Die Depression kommt über Nacht und schmiegt sich in Deinen Nacken. Selbst schuld, flüstert sie deliziös, selbst schuld,
wo hast Du Dich nur wieder reingeritten, Du hast doch genau gewusst, dass dieses Pferd nicht zu reiten ist, und jetzt stehst Du hier mit Deiner ganzen Schuld und Deinem ganzen schlechten Gewissen in den Händen, es klebt so sehr, es geht nicht weg, auch,
wenn Du noch so oft versuchst, verzweifelt versuchst, sie in Unschuld zu baden.
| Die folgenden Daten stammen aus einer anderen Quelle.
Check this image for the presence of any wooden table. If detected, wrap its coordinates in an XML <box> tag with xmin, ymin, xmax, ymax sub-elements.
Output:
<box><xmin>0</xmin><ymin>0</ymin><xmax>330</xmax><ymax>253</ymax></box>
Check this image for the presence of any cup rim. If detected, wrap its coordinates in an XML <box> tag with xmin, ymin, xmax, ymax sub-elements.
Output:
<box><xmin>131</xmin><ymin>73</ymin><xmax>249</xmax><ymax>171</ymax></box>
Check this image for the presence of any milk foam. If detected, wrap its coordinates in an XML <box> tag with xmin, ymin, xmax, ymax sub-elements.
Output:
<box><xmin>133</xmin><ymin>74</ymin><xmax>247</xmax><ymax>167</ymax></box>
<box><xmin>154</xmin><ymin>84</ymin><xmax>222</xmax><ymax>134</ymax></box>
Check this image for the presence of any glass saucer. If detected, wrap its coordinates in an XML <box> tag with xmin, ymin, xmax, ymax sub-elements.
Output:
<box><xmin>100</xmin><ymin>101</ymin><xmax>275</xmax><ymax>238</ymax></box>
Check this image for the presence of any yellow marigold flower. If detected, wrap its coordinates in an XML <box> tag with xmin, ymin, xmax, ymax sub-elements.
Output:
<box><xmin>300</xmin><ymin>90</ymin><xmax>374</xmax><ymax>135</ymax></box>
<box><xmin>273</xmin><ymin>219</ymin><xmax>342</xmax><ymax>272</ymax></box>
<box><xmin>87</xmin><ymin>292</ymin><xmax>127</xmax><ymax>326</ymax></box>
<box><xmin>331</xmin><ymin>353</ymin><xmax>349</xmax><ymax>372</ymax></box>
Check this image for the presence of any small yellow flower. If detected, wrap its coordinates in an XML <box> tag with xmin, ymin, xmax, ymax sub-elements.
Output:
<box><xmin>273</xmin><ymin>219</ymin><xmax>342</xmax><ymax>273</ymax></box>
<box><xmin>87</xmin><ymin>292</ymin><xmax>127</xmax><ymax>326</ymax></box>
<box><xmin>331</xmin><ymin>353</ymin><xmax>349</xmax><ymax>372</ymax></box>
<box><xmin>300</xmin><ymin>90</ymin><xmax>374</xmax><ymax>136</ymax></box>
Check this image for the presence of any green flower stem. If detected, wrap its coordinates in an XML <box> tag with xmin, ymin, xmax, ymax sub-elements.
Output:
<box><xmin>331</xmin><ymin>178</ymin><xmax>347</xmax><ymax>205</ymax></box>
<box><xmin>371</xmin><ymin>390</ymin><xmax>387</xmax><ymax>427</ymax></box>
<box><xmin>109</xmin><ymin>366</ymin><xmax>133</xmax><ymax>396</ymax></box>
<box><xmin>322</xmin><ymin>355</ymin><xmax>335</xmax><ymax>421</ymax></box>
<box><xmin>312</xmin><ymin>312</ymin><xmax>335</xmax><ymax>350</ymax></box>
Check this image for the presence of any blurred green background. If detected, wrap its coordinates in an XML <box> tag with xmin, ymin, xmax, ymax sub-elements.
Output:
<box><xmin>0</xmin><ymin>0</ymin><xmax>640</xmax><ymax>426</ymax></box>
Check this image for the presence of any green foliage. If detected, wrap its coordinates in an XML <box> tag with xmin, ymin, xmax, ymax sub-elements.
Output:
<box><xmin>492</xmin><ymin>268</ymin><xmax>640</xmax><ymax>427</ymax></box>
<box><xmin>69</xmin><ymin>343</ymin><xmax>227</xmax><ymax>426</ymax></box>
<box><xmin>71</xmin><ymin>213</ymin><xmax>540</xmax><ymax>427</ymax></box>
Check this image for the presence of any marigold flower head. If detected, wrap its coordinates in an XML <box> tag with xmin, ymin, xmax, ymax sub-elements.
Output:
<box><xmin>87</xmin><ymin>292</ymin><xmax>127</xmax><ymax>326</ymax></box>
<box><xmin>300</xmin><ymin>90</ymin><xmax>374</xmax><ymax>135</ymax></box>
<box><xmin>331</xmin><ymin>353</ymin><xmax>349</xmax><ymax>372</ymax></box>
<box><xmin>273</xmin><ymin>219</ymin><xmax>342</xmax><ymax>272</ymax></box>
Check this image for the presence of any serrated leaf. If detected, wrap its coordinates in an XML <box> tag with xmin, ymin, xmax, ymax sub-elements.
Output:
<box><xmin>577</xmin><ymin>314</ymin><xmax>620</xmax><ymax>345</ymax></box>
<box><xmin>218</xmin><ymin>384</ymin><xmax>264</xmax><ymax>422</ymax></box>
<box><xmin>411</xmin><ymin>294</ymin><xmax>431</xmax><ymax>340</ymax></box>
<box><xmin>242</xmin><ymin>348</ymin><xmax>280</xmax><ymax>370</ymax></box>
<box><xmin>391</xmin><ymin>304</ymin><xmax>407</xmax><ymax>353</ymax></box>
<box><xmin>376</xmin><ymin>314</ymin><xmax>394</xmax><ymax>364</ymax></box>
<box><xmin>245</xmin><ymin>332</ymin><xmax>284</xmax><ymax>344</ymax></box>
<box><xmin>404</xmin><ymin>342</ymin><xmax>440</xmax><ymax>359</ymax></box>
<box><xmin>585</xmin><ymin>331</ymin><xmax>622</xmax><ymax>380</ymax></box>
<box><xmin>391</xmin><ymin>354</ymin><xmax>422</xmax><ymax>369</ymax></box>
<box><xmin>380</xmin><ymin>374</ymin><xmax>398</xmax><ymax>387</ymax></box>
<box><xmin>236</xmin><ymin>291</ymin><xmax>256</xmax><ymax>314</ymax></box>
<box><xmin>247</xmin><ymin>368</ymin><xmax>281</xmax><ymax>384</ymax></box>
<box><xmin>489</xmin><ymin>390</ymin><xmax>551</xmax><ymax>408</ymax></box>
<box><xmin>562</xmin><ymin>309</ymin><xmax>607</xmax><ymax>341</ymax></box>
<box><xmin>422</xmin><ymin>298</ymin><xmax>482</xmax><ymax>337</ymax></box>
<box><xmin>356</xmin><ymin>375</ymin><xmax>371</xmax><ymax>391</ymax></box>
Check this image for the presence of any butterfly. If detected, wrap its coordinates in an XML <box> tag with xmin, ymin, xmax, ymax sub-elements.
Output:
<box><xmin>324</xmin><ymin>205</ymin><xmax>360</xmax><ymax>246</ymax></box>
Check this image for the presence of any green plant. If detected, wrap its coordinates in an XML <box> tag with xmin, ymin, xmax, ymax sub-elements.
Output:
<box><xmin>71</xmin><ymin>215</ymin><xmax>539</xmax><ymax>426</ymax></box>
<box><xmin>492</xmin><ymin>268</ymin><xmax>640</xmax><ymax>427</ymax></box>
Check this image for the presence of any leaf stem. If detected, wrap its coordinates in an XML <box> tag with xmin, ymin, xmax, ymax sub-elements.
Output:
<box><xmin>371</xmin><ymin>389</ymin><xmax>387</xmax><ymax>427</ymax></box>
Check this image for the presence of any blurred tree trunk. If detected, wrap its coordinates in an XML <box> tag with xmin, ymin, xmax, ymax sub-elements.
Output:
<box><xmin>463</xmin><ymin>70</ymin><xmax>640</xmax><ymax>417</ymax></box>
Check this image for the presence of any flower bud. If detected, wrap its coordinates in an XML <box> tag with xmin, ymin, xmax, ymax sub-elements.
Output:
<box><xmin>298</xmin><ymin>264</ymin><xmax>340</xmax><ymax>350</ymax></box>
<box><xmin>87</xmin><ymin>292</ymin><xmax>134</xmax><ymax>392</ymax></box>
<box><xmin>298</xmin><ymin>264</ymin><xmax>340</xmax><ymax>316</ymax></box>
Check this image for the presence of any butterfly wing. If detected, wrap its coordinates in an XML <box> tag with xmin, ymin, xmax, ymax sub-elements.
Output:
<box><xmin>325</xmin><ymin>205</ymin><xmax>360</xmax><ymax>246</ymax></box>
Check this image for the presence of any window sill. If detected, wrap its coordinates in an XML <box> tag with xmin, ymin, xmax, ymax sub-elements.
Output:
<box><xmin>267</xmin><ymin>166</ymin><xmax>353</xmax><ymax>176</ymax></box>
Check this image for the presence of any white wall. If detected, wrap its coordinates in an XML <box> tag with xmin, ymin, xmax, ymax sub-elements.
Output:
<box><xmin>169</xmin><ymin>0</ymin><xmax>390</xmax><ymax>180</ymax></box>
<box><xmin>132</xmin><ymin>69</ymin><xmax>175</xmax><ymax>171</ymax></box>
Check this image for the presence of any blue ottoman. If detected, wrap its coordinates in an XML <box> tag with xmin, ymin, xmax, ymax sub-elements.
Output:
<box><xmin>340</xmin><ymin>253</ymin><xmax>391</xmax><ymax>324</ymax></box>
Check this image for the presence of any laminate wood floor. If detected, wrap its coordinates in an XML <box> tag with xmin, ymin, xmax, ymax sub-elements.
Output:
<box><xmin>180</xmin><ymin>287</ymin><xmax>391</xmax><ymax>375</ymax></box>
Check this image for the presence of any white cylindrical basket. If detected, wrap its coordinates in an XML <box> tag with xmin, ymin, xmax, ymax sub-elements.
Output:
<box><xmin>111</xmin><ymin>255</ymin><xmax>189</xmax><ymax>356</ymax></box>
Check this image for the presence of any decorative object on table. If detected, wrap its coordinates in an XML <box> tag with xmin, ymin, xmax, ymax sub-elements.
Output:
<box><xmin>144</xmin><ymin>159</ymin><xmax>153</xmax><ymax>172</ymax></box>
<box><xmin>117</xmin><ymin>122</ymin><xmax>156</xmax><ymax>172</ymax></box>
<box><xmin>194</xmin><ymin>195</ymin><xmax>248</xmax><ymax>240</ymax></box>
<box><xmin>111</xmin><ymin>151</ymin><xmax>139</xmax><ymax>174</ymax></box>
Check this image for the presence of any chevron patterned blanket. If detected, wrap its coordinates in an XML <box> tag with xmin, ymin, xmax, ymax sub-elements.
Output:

Die Depression kommt über Nacht, und wenn sie sich endlich in Dir eingerichtet hat, häuslich, wie eh und je, denn Ihr seid so
gute Bekannte, Freunde in einer Hassliebe, Liebe bis auf den Tod, dann setz‘ Dich hin und schreib‘. Schreib‘, damit die Schmerzen
die Tastatur quälen und nicht mehr Dich, schreib‘, weil es das einzige ist, was Dir geblieben ist, dieses eine Talent, das Dir keiner
genommen hat in all den Jahren, schreib‘, als ob es Dein letztes Mal wäre, von dem Du weißt, dass es nicht sein wird, noch viele Male wirst Du hier sitzen und es kaum aushalten vor verschluckter Gefühle, Wut, Trauer, Enttäuschung, die große Enttäuschung über die Menschen, die Dir all das angetan haben und denen Du all das antust, der große, große Schmerz, verwundet auf Lebenszeit.

Die Depression kommt über Nacht, und wenn es Dir endlich, endlich gelingt zu weinen, wenn Du die Tränen erbrichst, nimmt sie
langsam ihren Hut und geht, wie ein egoistischer Macho, der im Gehen sagt: Ich wollt‘ doch nicht stören.